Hancock started packing up the sail at the start of the second half.

The second-half kickoff came to Thompson at the Smithsburg 15, but he muffed the catch and bobbled it three times before picking the loose ball up on the run at the 20. Within three steps, Thompson was at full speed and cracked through the right side of Hancock's first wave of coverage and into the open field for an 80-yard touchdown in the first 13 seconds of the second half.

"I just started fumbling the ball," Thompson said. "When I finally picked it up, all the blocking was set up and I was able to go. We all played as a team and we scored as a team."

It was the best thing that could have happened to Smithsburg and the worst for Hancock as the Leopards jumped out to a 26-0 lead.

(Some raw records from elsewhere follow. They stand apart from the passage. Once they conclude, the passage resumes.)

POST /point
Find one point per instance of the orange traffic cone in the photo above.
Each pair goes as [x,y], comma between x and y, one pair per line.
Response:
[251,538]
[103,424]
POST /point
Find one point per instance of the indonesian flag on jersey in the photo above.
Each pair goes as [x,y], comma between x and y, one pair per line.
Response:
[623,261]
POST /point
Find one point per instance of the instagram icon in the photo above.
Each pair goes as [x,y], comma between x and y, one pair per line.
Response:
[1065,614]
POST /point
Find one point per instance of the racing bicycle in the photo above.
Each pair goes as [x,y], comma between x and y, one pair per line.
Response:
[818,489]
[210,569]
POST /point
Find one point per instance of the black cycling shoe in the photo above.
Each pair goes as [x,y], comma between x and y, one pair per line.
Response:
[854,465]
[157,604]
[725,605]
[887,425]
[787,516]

In essence, the game was over.

"The big play was that kickoff return," Orndorff said. "I didn't know what (Thompson) was doing. ... I thought he was going to dribble it all the way downfield. A lot of times when that happens, the coverage overruns the ball and it opens things up."

Hancock found itself trailing without the firepower needed to make a comeback. The Panthers managed just 77 yards of offense, including 18 yards in the second half. They were 0 of 9 passing with four interceptions. In all, Hancock turned the ball over five times, four leading to Smithsburg scores.

"Smithsburg has some good backs and they are fast," Blake said. "We shouldn't have had a 54-point spread here, but that kickoff return caused us to hang our heads a little. Still, I'm really proud of what these players did this year."

The Leopards ran only seven plays in the second half with four going for touchdowns after the kick return. Smithsburg rolled up 160 of its 303 yards rushing in the second half on six running plays as Thompson added a 57-yard touchdown sweep and Feiser scored on runs up the middle of 18 and 37 yards before sophomore Troy Bradner capped the scoring with a 36-yard sweep.

"We try to get 4 1/2 yards every time we run the ball," said Feiser, who surpassed 1,000 yards for the season in his 18-yard score. "The line blocked so well. It's hard to get 1,000 yards when Justin is running so well and has 1,000 himself."

Thompson ran for scores of 3 and 10 yards in the first quarter, setting a school record for rushing touchdowns in a season - his 21st this year- on the first score.

Jaret Trail carried the bulk of Hancock's offense, moving from tailback to fullback duty with Ruppenthal's injury and led the Panthers with 53 yards on 20 carries.

"Hancock gets maligned a lot for the schedule they play, but I want you to know they come out and hit you," Orndorff said. "We started out slow, but it wasn't because of what we were doing, it was because they came out and hit us. They packed everything in on the inside and we ran inside to make sure they stayed there. Then it opened up the inside for Justin, who ran with his head up and did a good job."